Sunday, November 28, 2010
I hope everyone had a nice Thanksgiving. And that a lot of these beautiful squashes above were enjoyed for part of the Big TDay meal. Winter squashes, along with root vegetables, cabbages, potatoes, and apples, are what New Englanders put in their cold root cellars to keep over the long winters. And it seems that lately there has been a resurgence of "putting food up" and relearning how to can and preserve foods, which I think is wonderful, I do a lot of batch freezing myself. Blue Hubbard squash, the big gray-blue on in the middle of the painting, is my favorite. It has a nicer, lighter flavor than a butternut. It's hard to grow them every year, some years they don't flower, some years there isn't enough rain and they don't attain the impressive sizes that they could eventually get to. Sometimes you can find small ones in the grocery store and sometimes you can find a huge chunk wrapped in plastic wrap, looking like a giant chopped it with an axe. Lucky for me, my mother grows squash in her garden and preserves it in canning jars, and I get to enjoy it over winter.
This is a 5 x 7 watercolor with colored pencil. I loved the different variety of squashes, sizes and colors available at the farm stand, so I took a bunch of reference pics. I'm happy how the green squashes developed out of just the watercolor paint, with just a little colored pencil for the shadows. Watercolor can be so difficult, but there are times when it feels like your hand just knows what to do by itself, no need of help from the mind. Then the rest of it is real work, trying to recapture that spontaneity enough to finish a good painting. Now that the picture is up, I can see that it looks like it's leaning to the right. Funny how our minds think there's nothing wrong with a painting until we put it away for a while, then come back to it and see something right away. I have a mirror in the studio that I use to check the composition. If you hold the image up to the mirror, you can usually see immediately that something is not right with the composition, or maybe if it's a portrait you'll see that one eye is a lot different than the other one, or that the cheekbone needs to move back in space a bit. Now I'm going to add "look at image on computer" to the checklist.
Sunday, November 7, 2010
I love the colors of fall. It's so exhilarating to go for a walk in the cool crisp air with warm sunshine, shoes scuffing loudly, ever on the lookout for an amazing leaf. I picked a bunch of different leaves up during a walk a couple of weeks ago in Lynn Woods Reservation, this drawing above came from a branch that fell, four sister leaves still clung to the branch. The red and green contrasting colors were so eye catching, and that there were four related ones, so much the better. I wanted to include the rips and tears that each leaf had, a visual of it's life journey, so much more interesting than trying to always show perfection.
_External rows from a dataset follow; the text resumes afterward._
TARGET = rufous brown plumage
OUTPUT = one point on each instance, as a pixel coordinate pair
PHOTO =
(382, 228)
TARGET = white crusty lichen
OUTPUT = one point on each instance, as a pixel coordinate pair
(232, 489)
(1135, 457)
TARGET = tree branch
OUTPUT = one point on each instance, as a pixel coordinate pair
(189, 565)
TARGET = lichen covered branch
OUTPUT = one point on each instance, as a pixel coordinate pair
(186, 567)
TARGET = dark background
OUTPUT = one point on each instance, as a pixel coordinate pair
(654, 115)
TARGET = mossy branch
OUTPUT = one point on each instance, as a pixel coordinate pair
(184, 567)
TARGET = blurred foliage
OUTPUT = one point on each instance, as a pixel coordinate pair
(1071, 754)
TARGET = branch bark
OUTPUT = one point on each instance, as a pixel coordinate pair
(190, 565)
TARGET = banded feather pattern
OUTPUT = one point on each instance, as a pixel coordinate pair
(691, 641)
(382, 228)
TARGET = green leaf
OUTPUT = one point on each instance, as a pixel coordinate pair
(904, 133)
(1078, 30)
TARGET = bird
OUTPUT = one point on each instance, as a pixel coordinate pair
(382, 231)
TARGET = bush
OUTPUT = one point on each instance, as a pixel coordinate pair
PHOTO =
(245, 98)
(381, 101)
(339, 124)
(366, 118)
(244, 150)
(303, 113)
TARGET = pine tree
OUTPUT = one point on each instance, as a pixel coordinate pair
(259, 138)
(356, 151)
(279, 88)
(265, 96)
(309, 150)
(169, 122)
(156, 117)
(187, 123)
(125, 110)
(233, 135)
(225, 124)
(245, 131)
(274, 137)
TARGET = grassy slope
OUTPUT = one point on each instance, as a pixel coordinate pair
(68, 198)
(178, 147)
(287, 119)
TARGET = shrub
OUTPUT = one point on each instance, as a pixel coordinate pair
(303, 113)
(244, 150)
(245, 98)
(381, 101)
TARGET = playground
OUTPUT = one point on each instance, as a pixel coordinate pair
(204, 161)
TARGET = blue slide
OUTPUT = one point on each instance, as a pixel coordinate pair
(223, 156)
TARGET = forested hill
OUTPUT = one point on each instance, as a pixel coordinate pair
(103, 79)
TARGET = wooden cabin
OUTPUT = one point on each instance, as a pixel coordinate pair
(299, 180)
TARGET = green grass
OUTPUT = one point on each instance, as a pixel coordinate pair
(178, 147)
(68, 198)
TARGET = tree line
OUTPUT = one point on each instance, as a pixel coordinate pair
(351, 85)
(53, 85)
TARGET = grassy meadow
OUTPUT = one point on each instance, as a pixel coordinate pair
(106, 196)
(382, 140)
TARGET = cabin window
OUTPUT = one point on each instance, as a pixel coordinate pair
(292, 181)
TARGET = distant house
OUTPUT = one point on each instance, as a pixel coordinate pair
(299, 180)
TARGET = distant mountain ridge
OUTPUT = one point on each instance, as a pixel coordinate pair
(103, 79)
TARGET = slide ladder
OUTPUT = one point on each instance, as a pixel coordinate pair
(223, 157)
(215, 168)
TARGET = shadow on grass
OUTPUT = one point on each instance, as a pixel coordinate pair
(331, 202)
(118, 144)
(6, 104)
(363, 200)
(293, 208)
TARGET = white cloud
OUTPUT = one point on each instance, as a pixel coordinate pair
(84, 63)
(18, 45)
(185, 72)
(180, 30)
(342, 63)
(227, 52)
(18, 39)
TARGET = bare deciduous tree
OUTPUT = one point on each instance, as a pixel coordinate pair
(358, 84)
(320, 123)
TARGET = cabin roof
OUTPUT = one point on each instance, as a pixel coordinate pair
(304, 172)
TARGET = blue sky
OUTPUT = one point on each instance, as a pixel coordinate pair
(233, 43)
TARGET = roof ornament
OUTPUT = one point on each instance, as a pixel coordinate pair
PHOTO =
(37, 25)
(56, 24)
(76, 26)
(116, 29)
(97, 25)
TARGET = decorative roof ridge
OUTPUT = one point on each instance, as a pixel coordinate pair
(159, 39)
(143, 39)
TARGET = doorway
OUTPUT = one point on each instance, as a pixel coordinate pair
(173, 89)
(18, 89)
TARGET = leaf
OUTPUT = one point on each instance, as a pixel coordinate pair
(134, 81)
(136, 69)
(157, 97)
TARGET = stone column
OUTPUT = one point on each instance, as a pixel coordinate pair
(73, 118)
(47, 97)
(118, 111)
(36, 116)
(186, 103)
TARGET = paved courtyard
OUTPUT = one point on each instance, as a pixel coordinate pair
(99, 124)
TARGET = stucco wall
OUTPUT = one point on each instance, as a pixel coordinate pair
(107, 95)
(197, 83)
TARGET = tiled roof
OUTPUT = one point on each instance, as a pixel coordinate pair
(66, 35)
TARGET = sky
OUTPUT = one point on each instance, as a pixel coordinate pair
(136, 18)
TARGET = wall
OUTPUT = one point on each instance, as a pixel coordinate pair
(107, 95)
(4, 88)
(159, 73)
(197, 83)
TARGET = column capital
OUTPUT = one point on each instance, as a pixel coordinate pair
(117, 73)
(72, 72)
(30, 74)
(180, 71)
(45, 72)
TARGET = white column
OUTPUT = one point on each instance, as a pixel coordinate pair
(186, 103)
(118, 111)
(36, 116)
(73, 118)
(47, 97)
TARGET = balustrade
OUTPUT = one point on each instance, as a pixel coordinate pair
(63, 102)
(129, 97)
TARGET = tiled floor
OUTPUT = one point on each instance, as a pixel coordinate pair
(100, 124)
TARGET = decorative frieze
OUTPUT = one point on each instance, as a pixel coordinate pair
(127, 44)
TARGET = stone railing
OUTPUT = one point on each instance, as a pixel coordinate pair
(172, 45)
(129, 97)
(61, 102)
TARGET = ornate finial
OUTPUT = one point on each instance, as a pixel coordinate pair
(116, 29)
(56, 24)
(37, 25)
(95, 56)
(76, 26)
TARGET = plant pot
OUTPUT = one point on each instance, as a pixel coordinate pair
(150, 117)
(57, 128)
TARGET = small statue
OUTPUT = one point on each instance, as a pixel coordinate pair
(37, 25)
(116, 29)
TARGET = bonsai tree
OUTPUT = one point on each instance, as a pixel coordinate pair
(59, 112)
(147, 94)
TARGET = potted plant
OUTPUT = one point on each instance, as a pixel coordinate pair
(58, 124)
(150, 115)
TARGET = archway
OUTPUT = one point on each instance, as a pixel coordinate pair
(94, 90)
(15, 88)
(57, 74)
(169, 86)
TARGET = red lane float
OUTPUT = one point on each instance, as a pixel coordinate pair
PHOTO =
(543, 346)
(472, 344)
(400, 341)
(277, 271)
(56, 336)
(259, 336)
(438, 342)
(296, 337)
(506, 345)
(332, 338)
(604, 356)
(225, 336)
The drawing was done on 140 lb watercolor paper, 9 x 12. I'm seriously going to have to start cutting the paper down to fit my flatbed scanner, I apologize for the darkened area on the bottom where I had to squish the cover down to get the whole image in. I haven't gotten the hang of taking good digital photos of my work yet, so I prefer to use the scanner.
I started drawing with Derwent watercolor pencils, used a wet brush to give the leaves a nice watercolor wash. I like using the watercolor pencils, they allow me to build up areas of more pigment, or leave areas with just a hint of wash color. After the watercolors dried, I went on to use colored pencils to add more detail and build up layers of color. This is where I can play around with all kinds of different colors, adding small spots and lines of colors that add visual excitement without losing the image, there is a lot of Imperial purple, Orange Chrome, Chartreuse Green, and Scarlet Lake in here.